Macondo was already a fearful whirlwind of dust and rubble being spun about by the wrath of the biblical hurricane when Aureliano skipped eleven pages so as not to lose time with facts he knew only too well, and he began to decipher the instant that he was living, deciphering it as he lived it, prophesying himself in the act of deciphering the last page of the parchments, as if he were looking into a speaking mirror.  Then he skipped again to anticipate the predictions and ascertain the date and circumstances of his death.  Before reaching the final line, however, he had already understood that he would never leave that room, for it was foreseen that the city of mirrors (or mirages) would be wiped out by the wind and exiled from the memory of men at the precise moments when Aureliano Babilonia would finish deciphering the parchments, and that everything written on them was unrepeatable since time immemorial and forever more, because races condemned to one hundred years of solitude did not have a second opportunity on earth. 

One Hundred Years of Solitude, Gabriel Garcia Marquez, 1967

 

8.

You look for the moment.  The moment passes.  You look again.  The quiet, insistent, whispered breath.  A long unending outrush of air, and then the quick inrush.  An inverted breath.  Exhale only to inhale; to stay alive.  The lips move unconsciously, forming words never known.  Unknowable words from unknowable thoughts.  Last words.  The body moves suddenly but slowly, curling up, surrounding an invisible core.  How long now? 

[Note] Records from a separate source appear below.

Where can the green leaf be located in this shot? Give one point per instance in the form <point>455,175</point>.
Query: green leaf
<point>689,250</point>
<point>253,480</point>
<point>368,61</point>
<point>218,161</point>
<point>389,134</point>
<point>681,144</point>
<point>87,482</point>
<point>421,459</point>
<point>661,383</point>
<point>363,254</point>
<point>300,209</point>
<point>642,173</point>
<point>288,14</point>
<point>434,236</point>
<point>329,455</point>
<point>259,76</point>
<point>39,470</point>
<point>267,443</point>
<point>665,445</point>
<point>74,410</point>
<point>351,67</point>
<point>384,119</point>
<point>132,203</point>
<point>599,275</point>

You wait.  You look again.  You wait for the moment. 

 

9.

He sold his records.  At least he sold some of his records, the ones he thought didn't mean enough; had never meant enough.  They stood leaning against a wall by the front door for two weeks.  Genesis, Camel, Rainbow.

The man offered him £20.  Not bad considering.  But then the man has seen these records so many times before.

A month later he went back to the same shop.  He found himself trying to find all his records again.  Part of his life was distributed around the shelves,  nestling with parts of other people's lives.  He wanted his life back; he wanted this little hole to be filled.  This tiny little hole to be re-filled. 

The decision is made.  To go forward; to do without; to move on. You give part of your life away so easily.  You send it out into the world for others to buy or leave as they choose.  Do you ask too much of it?

 

10.

Rabbit comes to the kerb but instead of going to his right and around the block he steps down, with as big a feeling as if this little side-street is a wide river, and crosses.  He wants to travel to the next patch of snow.  Although this block of brick three-storeys is just like the one he left, something in it makes him happy; the steps and window-sills seem to twitch and shift in the corner of his eye, alive.  This illusion trips him.  His hands lift of their own and he feels the wind on his ears even before, his heels hitting heavily on the pavement at first but with an effortless gathering out of a kind of sweet panic growing lighter and quicker and quieter, he runs.  Ah: runs.  Runs.